August 3, 2007


English Language Learners and the Future of NCLB

By Don Soifer

For policymakers and newspaper readers alike, the debate over the best policies for American public education has evolved into a referendum on one, vast federal law — The No Child Left Behind Act (NCLB). Deciding its future will be Washington’s most important, and most difficult, education business between now and the next national elections.

It is commonly heard that one of the areas of the law in greatest need of change is the test score requirements for English learners. Members of Congress often say it is what they hear most frequently from educators and others connected with the public schools in their districts.

Of the alternatives proposed so far, nearly all would result in less accountability for academic results for this crucial group of students. While ostensibly offering schools some relief from the law’s historic testing requirements, creating such a two-tiered accountability approach would do more harm than good to these students and their chances for future academic success.

NCLB brought the nation’s English learners under the mainstream umbrella of educational accountability. It still allows states substantial flexibility to allow a broad range of special testing accommodations, which most states have begun to use more frequently.

As a recent report by the National Council of La Raza described it, “Prior to NCLB… little to no accountability for the learning of these students existed. Most states did not include English Language Learners in their accountability systems.”

As a result, federally-funded bilingual education programs became segregated, second-tier education tracks. Classroom learning was often watered-down from what was being taught mainstream students. Students placed in bilingual education classes were often more likely to drop out of school than to become proficient in English. Even now, in many states they still are. But the rates at which English learners are becoming proficient in English are beginning to improve in school districts across the nation.

The struggles of English learners in U.S. public schools are often treated as an immigration issue. But three out of five are born in the United States, and one in five are the children of parents born in this country. 

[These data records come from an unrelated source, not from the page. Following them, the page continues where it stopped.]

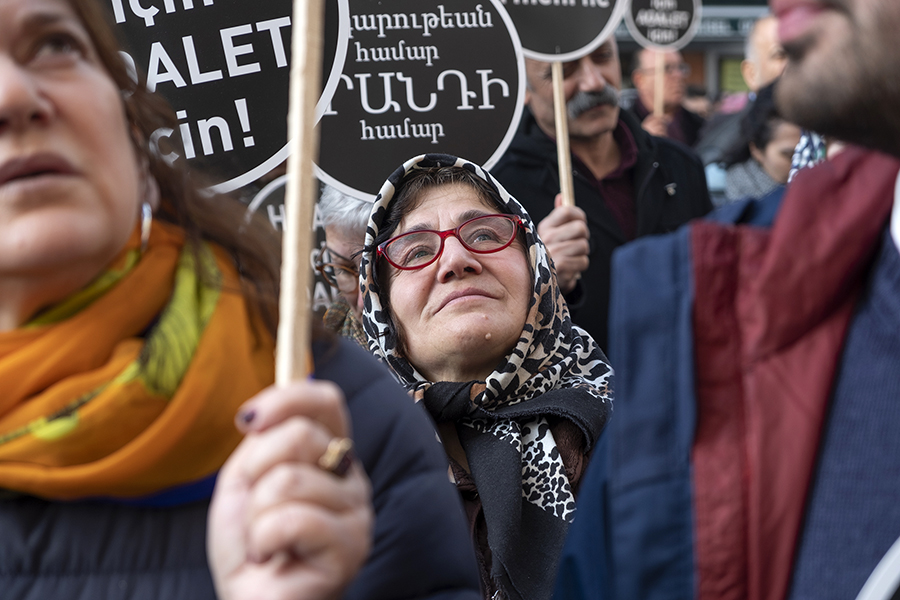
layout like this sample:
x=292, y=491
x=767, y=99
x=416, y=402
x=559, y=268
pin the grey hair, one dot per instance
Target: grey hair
x=749, y=46
x=343, y=212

Relaxing accountability rules for English learners would lay a dangerous foundation for a new, federally-sponsored segregation system. Schools would have strong incentives to overidentify children as English learners, and to keep them on a separate track insulated from accountability for results. This includes financial incentives (with higher per-pupil funding for students designated as English learners) as well as testing incentives (their test scores would count less, if at all).

Before NCLB, under the old Bilingual Education Act, the federal government funded entire bilingual education programs in which not a single child demonstrated any measurable progress toward English proficiency. School districts received funding directly from Washington under a competitive grant system that no longer exists. Academic progress was usually scant, and schools often practiced selective omission of test scores for what modest progress they did report. NCLB’s “95 Percent” rule now requires that states report standardized test scores for 95 percent of English learners, along with other subgroups of students.

In California, where one-third of all elementary school students are English learners, these trends hold even greater importance. Statewide, only 9.6 percent of English learners were successfully reclassified during the 2005-06 year as proficient in English. This represents steady, significant progress since 7.7 percent were redesignated during the 2002-03 school year, even if the totals are still alarmingly low. But those additional 32,000 students will now have a much better chance of graduating high school with a diploma, succeeding academically, and meeting greater success after high school.

This principle holds true for English learners around the nation. Florida and New Jersey, for example, also have large EL populations, but have transition rates of 29 and 31 percent respectively, far above California’s.

As Washington policymakers debate the future of the No Child Left Behind Act, they certainly face pressure from teacher unions and other established education interests to relax requirements for schools to show results. To do so at the expense of our nation’s English learners would be a costly step backward.

Don Soifer is an education analyst with the Lexington Institute in Arlington, Virginia.